RPTP-β regulates HGF-induced HNSCC cell migration. (A) UMSCC-22B metastatic HNSCC tumor cells were infected with empty adenovirus or RPTP-β-expressing adenovirus. (B) UMSCC-22A primary HNSCC tumor cells were infected with NT or RPTP-β. targeting shRNA lentivirus. Forty-eight hours post-infection, confluent cells were treated with 10 µg/ml mitomycin for 30 minutes and scratched with a pipette tip to create a cell-free zone. Cells were then incubated with or without HGF (10 ng/ml) for 48 hours. A representative image of three independent experiments is shown.

Figure 5

RPTP-β inhibits proliferation of metastatic tumor-derived HNSCC cells. UMSCC-22B cells were infected with empty adenovirus or RPTP-β adenovirus. Cells were harvested at the indicated times post-infection and counted with a hemocytometer. Results are means ± SEM. N = 6; *P < .05.

Figure 6

RPTP-β regulates HGF-induced HNSCC cell invasion. (A) UMSCC-22B cells were infected with empty or RPTP-β-expressing adenovirus. (B) UMSCC-22A cells were infected with NT or RPTP-β-targeting shRNA lentivirus. Forty-eight hours post-infection, cells (1.5 x 10⁵ cells/well) were harvested and seeded inmatrigel invasion assay wells in Dulbecco's modified Eagle's medium (with 2% FBS), with or without HGF (10 ng/ml) for 48 hours. Cells that passed through the matrigel were stained and photographed.
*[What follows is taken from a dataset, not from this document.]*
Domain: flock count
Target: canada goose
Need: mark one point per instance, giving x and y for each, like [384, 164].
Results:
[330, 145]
Representative images from three independent experiments are shown. Cells stained purple. Matrigel stained yellow/orange.

Figure 7

RPTP-β and Met protein expression levels are altered in HNSCC tumors. Formalin-fixed paraffin-embedded HNSCC tumor sections and normal oral tissue sections were stained with control IgG, (A) RPTP-β or (B) Met antibodies by immunohistochemistry. Representative images of normal tissue from four individuals and HNSCC tumors from eight individuals are shown.